Forum is pure farce begging for pretty broad comedy and lots of pretty broads. The story is a classic jumble of clever servants, wealthy masters, mistaken identities and horny virgins. Slaves named Pseudolus (played by the extraordinarily unpleasant David Stroh) and Hysterium (Andy Baldwin reprising his same shtick from Trailer Park Musical) try to win freedom by orchestrating the romance of their master's son Hero (Sean Patrick Henry) with Philia (Kimberly Whalen), property of next-door brothel owner Lycus (Charles Ryan Roach). High jinks ensue, or should anyway, involving a clutch of dancing courtesans (sadly, a string of dead-eyed hoofers at WaterTower) and the Roman general (G. Shane Peterman) who has paid to bed Philia. Interrupting the action now and then is a doddering fool (Gordon Fox, who gets the one big laugh in the show) wandering the Seven Hills of Rome.

The second act features a chase scene that should have the antic energy of Keystone Cops. At WaterTower, people just run on and off, often with empty beats between exit and entrance. And it was a jolt on opening night, not a humorous one, when during the chase poor Philia, wearing tottery 5-inch heels, fell hard onto her kneecaps. One of the less cadaverous courtesans helped her offstage.

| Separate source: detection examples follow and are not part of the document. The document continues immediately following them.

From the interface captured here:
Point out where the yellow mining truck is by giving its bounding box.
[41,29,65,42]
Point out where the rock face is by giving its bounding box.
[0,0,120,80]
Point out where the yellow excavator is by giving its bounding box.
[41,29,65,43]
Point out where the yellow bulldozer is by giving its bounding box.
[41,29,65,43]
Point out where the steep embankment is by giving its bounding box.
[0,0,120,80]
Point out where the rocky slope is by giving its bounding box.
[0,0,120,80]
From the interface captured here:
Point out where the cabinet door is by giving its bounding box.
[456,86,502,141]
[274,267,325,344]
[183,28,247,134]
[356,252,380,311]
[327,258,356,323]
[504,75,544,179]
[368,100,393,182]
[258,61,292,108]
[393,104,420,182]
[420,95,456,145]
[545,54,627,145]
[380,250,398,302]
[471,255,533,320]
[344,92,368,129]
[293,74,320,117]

Wait, there is another funny bit worth mentioning: the scenery. Scenic designer Randel Wright has created the Forum set as a deviously visual giggle, using dollar-store doodads to serve as fancy columns, gilded cherubs and other witty touches over the stage's three main doorways. Look closely at the golden fringe on the gauzy curtains that form the proscenium arch—those are hundreds of spoons dangling daintily over the proceedings.

Shovels would have been more appropriate.